The Iraq War Was a Colossal Aberration

Some people must have had trouble sleeping these last few nights. Among American and British soldiers, Iraqi politicians and mercenaries fighting in Baghdad, there were many who knew that the airing of this much dirty laundry would be devastating. The official disclaimers are pointless: The mountain of documents published by the informational website WikiLeaks is as embarrassing as it is extensive. It’s not as though the Iraq War saw a few regrettable blunders — such as the detentions at Abu Ghraib — before ending in fanfare with an allied victory. It has been, from start to finish, an absurdity of immense proportions.

Iraqi civilians killed by the tens of thousands; a privatization of war that has become an additional threat to the population; scenes of torture and executions led by Iraqi authorities and covered up, at least passively, by Americans. Then there’s the looting, the kidnappings, the acts of ethnic cleansing and the cascade of vicious murders. And finally, the bloody outbreak of forces supporting al-Qaida, those very same forces that the Americans had supposedly come to fight but who didn’t exist until their arrival, save in the fabrications and lies of warmongers.

This exposure is enough to give more or less inexhaustible ammunition to those who believe that the outcome of this war was decided too hastily.

Who is to be held accountable? Already this weekend, pressure was placed on the Obama administration not to turn its back once again on these reprehensible acts, in which the government was complicit through its own inaction.

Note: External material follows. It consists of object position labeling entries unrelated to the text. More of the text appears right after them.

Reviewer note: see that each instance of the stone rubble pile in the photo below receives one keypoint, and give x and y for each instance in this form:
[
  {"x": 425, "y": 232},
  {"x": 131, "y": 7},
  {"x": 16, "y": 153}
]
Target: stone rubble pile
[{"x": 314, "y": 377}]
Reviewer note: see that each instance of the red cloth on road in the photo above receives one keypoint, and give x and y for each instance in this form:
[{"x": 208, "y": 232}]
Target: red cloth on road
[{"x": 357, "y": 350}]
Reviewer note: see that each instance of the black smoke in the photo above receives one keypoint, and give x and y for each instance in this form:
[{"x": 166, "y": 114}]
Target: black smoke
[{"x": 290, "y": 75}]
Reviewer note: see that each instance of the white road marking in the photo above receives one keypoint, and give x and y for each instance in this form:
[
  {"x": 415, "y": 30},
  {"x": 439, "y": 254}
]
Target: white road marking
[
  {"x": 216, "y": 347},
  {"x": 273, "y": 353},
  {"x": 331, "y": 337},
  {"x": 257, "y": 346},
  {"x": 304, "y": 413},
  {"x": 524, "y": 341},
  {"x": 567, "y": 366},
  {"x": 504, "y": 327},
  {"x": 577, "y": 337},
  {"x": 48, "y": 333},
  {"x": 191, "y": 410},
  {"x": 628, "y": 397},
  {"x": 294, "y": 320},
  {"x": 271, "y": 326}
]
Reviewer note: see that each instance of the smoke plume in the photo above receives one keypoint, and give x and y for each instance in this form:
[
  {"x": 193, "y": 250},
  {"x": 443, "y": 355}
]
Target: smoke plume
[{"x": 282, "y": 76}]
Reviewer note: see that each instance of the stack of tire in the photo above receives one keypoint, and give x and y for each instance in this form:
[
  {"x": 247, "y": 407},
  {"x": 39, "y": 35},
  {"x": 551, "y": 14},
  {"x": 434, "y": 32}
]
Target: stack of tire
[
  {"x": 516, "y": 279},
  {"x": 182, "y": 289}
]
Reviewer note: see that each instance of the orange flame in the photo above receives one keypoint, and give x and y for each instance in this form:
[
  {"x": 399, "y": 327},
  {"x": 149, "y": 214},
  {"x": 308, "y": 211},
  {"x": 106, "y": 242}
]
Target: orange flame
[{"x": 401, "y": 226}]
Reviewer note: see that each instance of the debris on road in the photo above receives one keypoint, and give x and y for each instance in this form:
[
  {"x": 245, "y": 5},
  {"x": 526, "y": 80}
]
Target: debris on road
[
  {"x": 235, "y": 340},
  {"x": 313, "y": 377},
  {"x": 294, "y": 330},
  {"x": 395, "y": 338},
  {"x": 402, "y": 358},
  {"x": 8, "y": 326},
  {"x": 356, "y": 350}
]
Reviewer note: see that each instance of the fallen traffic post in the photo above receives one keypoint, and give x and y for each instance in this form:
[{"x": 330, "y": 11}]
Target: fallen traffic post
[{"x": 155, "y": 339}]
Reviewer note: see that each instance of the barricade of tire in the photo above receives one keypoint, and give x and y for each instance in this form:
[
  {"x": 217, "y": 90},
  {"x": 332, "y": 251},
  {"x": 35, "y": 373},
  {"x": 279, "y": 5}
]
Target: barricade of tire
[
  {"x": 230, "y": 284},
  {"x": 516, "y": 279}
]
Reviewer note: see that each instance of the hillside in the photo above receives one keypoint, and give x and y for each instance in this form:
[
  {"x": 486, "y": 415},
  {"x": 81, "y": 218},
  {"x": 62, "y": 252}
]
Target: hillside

What lessons should be learned? In future wars, the military cannot, and must not, hide behind a supposed lack of information in order to avoid detailing, in real time, the consequences of its actions. And most importantly, there is another lesson that sounds as a dire warning: Victory in Iraq was not acquired through military strategy, but by widespread debilitation, by too many blood baths, by rubbing elbows with hell. A lesson, perhaps, to be considered in Afghanistan.